8 February 2018 – Egon Willighagen

Title: NanoCommons: continued interoperability of nanosafety data

The European Nanotechnology Community Informatics Platform: Bridging data and disciplinary gaps for industry and regulators (NanoCommons) four year project started in January funded under the H2020 programme (project ID: 731032). It aims to connect the nanotechnology and nanosafety communities, which are now disparate and unconnected. Consequently, the knowledge and data remain fragmented and inaccessible, such that from a data integrating and mining perspective it is clearly a “starting community”. NanoCommons will facilitate pooling and harmonising of methods and data for modelling, safe-by-design product development and regulatory approval purposes. Partners are mostly located in Europe, but also include an American partner.
Maastricht University’s involvement (close to 300 kEuro) focusses on FAIR-ness and interoperability of data more specifically. A large component is the continued development of the eNanoMapper ontology, to further improve interoperability. Smaller tasks around data quality, service discovery, and research data management plans will reflect the modern FAIR requirements. A second component focuses on read across and bioactivity prediction, where the kick-off meeting already hinted at an important role for adverse outcome pathways. As a knowledge infrastructure project, community engagement has significant attention, and UM will organize one annual conference (third year) and act as host to partners to visit our group (Department of Bioinformatics – BiGCaT) to learn about ontologies.

11 January 2018 – Alexander Koch

Title: The human cancer DNA methylation marker atlas

For decades, scientists have been searching for cancer biomarkers to improve the diagnosis and treatment of cancer. This resource-intensive endeavor has resulted in thousands of biomarker publications, but translation of these markers into clinical practice hardly takes place. Estimations by Poste (2011) and Kern (2012) put the number of published markers that are used in the clinic below one percent.
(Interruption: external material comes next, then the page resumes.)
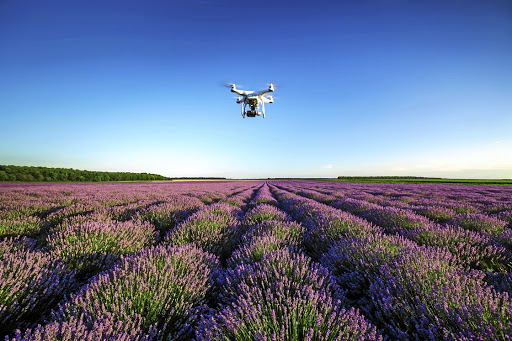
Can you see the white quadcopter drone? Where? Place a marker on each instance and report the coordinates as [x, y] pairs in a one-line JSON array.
[[253, 99]]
If we are to cross this so-called biomedical “valley of death” for DNA methylation markers, we have to find a way to increase the scientific quality and reproducibility of biomarker research, reduce the number of markers lost in translation, and accelerate the development of clinically useful markers.

We have devised a strategy to tackle these issues and improve the reliability, efficiency and translation of cancer DNA methylation markers, while at the same time promoting data sharing. At the heart of this strategy is the construction of a database of all published markers. This unique database would provide researchers with a valuable resource where they can find and evaluate existing markers.

In my presentation for the BiGCaT Science Cafe, I will focus on the technical implementation of this marker database, including some the hurdles I have encountered and things I have learned along the way.